Quando le perdite d’acqua aumentano

Fin qui abbiamo parlato del bilancio idrico in condizioni normali: vi sono però diverse situazioni in cui il consumo d’acqua da parte del nostro organismo può essere decisamente maggiore. L’assunzione di sostanze diuretiche (come alcol, caffeina o alcuni farmaci), ad esempio, aumenta l’eliminazione d’acqua attraverso le urine, mentre in caso di vomito o diarrea possiamo avere perdite d’acqua molto importanti attraverso il tratto gastrointestinale. Ancora più subdole, in quanto più difficili da registrare correttamente, sono le perdite d'acqua attraverso la sudorazione, ad esempio durante un'attività fisica intensa, in caso di febbre, oppure quando la temperatura si alza durante la stagione estiva. In tutti questi casi, magari senza neanche accorgercene, le nostre perdite d'acqua possono salire a 6 litri e oltre.

Se non siamo bene idratati

Se la nostra assunzione idrica non è sufficiente a compensare le perdite, l’organismo è costretto a risparmiare acqua in modo possibile, riducendo la produzione di urina, riassorbendo più acqua dal colon, e limitando fortemente la traspirazione attraverso la pelle. Si tratta di meccanismi di emergenza salva-vita, i quali però vengono messi in opera al prezzo di diversi effetti collaterali per la nostra salute, sia nel breve che nel lungo periodo. Ridurre la produzione di urina significa limitare l’attività. di pulizia e filtraggio operata dai reni, e quindi ostacola la capacità di detossificazione del nostro organismo. Riassorbire acqua dal colon significa avere feci dure e concentrate, e quindi costipazione.

Limitare la traspirazione attraverso la pelle significa ostacolare la capacità del nostro organismo di regolare la temperatura corporea, esponendoci a maggiori rischi soprattutto quando fa caldo o svolgiamo attività fisica intensa.
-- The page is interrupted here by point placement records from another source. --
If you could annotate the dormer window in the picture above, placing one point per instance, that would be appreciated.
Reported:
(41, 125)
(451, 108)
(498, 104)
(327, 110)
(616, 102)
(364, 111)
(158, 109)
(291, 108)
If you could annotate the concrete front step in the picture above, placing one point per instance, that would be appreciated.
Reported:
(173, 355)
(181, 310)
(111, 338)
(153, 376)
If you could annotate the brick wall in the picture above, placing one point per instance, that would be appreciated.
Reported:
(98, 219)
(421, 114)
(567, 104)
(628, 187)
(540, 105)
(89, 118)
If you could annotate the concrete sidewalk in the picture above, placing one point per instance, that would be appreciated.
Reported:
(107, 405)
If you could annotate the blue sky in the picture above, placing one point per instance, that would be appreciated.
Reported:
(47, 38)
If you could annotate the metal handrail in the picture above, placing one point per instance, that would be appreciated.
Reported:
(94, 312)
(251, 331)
Ed è maggiore anche il rischio di squilibri elettrolitici e di cali di pressione improvvisi. Nel lungo termine poi uno stato di marginale disidratazione porta a ritenzione idrica, cellulite, infiammazione, nonché un maggiore rischio di infezioni del tratto urinario e di calcoli renali.

Ai fini del ripristino del bilancio idrico tutte le bevande contano, inclusa una birra o una bibita alla cola. Naturalmente però le bevande che contengono alcol, zuccheri aggiunti o edulcoranti non sono certo il modo più intelligente per coprire il nostro fabbisogno idrico. Anche con succhi e spremute di frutta fresca è bene andarci piano: massimo un bicchiere al giorno, e possibilmente diluiti per evitare impennate glicemiche. Tè e caffè, caldi o freddi, sono una scelta accettabile purché non zuccherati e senza abusarne in quanto fonti di caffeina. Semaforo completamente verde invece per acqua, acqua non zuccherata e aromatizzata in modo naturale, infusi non zuccherati e centrifugati o estratti di sola verdura.

È sufficiente bere quando si ha sete?

Per quanto sembri un’idea di assoluto buon senso, la risposta è NO nella maggior parte dei casi. I meccanismi fisiologici che regolano lo stimolo della sete, infatti, si
sono evoluti nei millenni per far fronte a un’alimentazione molto diversa da quella odierna e basata principalmente su alimenti freschi e non trasformati. Questi meccanismi sono invece del tutto inadeguati per gestire l’eccesso di proteine, sodio e fosforo tipico dei giorni nostri.
Ancor meno gli anziani possono basarsi esclusivamente sullo stimolo della sete per capire quanto bere perché con l’avanzare dell’età si abbassano i segnali ormonali che fanno avvertire il bisogno di idratarsi. Un indicatore molto affidabile del nostro stato d’idratazione è il colore delle urine: devono essere trasparenti o di un leggerissimo giallo paglierino. Qualunque tonalità più scura indica inequivocabilmente che non stiamo bevendo abbastanza.